L’attaque allemande était projetée pour le 18 ; mais les Russes devancèrent l’ennemi et commencèrent le bombardement le 15, à quatre heures de l’après-midi depuis Bludoff à l’Ouest jusqu’à Zlotcheska à l’Est, c’est-à-dire sur la branche gauche de l’équerre austro-allemande, celle qui couvrait la Lipa. Le feu continua pendant la nuit, d’abord distribué sur toute la ligne, pour ne pas laisser reconnaître les points d’attaque, puis concentré sur les points des réseaux que l’on voulait détruire. A minuit devant le front d’un corps sibérien, les obus russes avaient ainsi ouvert dans les fils de fer ennemis dix avenues, chacune large de vingt pas. L’assaut eut lieu à trois heures du matin, l’attaque principale se faisant sur le front Chklin-Ugrinoff (un peu au Nord-Ouest de Gubin).
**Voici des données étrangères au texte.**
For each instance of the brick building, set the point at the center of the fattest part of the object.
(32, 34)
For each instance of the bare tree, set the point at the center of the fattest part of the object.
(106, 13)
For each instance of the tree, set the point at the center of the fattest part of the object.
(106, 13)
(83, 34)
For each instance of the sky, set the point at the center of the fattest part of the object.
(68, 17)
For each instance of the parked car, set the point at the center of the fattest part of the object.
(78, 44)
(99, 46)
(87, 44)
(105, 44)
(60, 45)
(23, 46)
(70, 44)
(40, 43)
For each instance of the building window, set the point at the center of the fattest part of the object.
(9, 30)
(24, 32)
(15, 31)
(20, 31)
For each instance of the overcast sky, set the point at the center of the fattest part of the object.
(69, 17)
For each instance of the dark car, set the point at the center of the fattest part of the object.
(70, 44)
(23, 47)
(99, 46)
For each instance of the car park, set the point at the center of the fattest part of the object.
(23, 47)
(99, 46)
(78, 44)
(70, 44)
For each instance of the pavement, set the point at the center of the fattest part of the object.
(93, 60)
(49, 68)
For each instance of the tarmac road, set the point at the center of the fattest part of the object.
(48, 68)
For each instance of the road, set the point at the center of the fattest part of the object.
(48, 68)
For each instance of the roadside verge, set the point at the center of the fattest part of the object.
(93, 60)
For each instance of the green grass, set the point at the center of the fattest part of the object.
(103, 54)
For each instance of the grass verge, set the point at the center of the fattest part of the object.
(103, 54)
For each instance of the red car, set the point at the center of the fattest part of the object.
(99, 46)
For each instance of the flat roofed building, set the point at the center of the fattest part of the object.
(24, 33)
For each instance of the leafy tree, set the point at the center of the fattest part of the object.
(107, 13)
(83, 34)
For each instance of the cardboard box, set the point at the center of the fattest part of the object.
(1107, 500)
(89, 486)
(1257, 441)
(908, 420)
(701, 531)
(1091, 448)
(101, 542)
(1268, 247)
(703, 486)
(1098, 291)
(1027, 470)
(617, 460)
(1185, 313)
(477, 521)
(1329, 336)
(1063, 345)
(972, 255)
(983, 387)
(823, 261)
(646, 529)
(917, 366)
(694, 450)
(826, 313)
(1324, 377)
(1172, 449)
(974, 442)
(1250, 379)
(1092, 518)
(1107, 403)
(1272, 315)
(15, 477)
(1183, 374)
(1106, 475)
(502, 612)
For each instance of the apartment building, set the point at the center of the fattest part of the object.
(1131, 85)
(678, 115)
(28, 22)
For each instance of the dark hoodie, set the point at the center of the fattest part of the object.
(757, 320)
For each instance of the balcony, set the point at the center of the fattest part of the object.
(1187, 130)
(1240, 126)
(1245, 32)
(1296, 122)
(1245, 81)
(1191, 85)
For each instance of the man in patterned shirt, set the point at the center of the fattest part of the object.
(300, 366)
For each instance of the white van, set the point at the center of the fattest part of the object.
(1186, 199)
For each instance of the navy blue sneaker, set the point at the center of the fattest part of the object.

Les Autrichiens, enfoncés, se replièrent vers le Sud-Ouest, sur une ligne Pustomyli-Sviniatche-Krasov, où ils furent de nouveau battus le 16. Cette fois la défaite fut particulièrement grave. 13 000 prisonniers restaient aux mains des Russes avec 30 canons dont 17 lourds, et la rive gauche de la Lipa, en aval de Krasov, se trouvait complètement débarrassée d’ennemis.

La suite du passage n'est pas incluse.